Interesting. Yeah. Thank you. So Chris Hayes, you mentioned deprescribing earlier. Certainly it's a difficult situation. We inherit a patient from perhaps another GP, or another practice they move. And they have been on opioids for a long period of time. And we know theoretically, our task is to safely reduce that dose and convince the patient to reduce that dose. What help can we find there inside the Therapeutic Guidelines?
We did have substantial and animated discussion about this in our Therapeutic Guidelines Working Group. And we have put what I think is reasonably well balanced, at least expert opinion about how to deprescribe. This isn't hugely evidence-based in terms of the precise technique that one might use. And I don't know that the precise technique matters. But we did flag in the guidelines that a standard approach to deprescribing for chronic non-cancer pain would be to take a step down each month, if they've been on the medication for some years.
You can go faster than that and take a weekly step down if the patient has been on the medication for say less than three months and progress until complete cessation. And then the trick here is to give the patient a certain amount of voice, but not an overriding voice in terms of whether the deprescribe happens or not. So we say to patients, ‘We want your input into when that dose reduction might start and into the speed of reduction. Would you like a faster or a slower reduction? Or to come down in bigger or slower steps."

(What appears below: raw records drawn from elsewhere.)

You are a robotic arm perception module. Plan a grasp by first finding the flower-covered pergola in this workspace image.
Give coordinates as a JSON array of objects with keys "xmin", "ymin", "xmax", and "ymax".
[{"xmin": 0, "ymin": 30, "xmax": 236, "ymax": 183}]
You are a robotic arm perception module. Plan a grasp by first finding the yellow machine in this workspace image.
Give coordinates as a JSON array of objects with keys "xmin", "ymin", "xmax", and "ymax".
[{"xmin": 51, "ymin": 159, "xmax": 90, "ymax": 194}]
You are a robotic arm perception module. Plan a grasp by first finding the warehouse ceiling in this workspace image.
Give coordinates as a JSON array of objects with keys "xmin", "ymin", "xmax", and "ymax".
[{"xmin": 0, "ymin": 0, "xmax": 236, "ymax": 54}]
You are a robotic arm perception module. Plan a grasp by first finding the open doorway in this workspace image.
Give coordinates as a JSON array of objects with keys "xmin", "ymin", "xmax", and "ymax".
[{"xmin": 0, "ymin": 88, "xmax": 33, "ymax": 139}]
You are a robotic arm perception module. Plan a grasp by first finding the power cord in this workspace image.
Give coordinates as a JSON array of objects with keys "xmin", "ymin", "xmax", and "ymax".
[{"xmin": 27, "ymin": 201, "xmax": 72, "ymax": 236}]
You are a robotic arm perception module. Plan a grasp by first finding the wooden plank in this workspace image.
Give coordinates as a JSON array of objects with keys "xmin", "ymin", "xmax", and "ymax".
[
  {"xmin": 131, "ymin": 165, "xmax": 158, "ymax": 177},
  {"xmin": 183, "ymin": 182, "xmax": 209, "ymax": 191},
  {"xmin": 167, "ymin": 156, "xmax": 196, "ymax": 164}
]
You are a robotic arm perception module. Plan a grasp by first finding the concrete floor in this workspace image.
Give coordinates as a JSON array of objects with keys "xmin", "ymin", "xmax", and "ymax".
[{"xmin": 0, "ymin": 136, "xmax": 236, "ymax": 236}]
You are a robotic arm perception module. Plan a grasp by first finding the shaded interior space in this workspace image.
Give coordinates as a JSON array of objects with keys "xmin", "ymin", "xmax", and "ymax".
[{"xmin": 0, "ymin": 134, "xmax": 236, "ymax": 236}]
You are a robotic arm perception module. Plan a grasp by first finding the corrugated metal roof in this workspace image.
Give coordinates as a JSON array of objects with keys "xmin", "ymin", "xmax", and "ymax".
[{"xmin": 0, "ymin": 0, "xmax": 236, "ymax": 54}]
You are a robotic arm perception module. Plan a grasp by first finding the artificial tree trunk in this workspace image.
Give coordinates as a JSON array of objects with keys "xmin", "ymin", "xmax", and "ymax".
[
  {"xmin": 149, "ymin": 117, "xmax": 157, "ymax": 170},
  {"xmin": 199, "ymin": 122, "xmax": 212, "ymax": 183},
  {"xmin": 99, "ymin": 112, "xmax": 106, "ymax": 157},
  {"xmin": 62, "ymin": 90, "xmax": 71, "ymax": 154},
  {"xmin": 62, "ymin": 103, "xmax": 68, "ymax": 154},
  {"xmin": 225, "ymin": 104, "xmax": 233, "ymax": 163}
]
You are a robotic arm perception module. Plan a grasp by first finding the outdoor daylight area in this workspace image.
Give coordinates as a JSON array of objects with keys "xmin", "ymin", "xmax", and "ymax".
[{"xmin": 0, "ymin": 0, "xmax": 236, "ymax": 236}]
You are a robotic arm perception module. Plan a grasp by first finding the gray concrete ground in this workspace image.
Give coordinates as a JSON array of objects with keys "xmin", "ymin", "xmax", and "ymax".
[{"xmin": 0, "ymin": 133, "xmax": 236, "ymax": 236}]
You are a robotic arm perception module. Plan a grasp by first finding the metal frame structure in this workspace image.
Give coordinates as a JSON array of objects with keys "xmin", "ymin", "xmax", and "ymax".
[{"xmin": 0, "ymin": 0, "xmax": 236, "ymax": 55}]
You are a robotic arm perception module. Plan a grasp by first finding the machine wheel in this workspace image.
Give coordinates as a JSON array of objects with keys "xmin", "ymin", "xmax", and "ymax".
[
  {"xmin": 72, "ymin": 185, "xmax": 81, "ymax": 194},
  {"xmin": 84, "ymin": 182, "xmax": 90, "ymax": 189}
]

But this all amounts to: have a conversation about deprescribing, the standard approach is this – come down by 10 or 25% of the starting dose each month to achieve cessation, and that standard approach can be moderated in one way or another according to the patient response. And we have made some similar statements about deprescribing other analgesic agents, such as the gabapentinoids, NSAIDs etc.
Do the other agents require that sort of tapering? Do you get that rebound effect, if you stop them immediately?
Perhaps with the gabapentinoids, although this is variably reported in the literature. But we have suggested in the Therapeutic Guidelines that if someone has been on gabapentinoids for some time, that you probably don't lose anything by doing that staged step down. And you could step down somewhere between each week at the fast end, or every four weeks at the slower end. Partly using that staged reduction in chronic pain, we’re dealing with the psychology of the patient as well, or as much as the pharmacological, physiological aspects of that. So it is creating spaces. You come down slowly for the patient to get used to the idea and hopefully to engage with a more active self-management treatment approach.
Chris Hayes, thank you very much for that. There is more content that has been updated in the Therapeutic Guidelines, including cancer pain, chronic regional pain syndrome, shingles, the inhaled analgesics, but we won't have time to cover them in this podcast. So thanks very much for talking to us today.
That's a pleasure Justin.
[Music]
My guests’ views are their own and don’t represent Australian Prescriber, and my views are certainly all mine.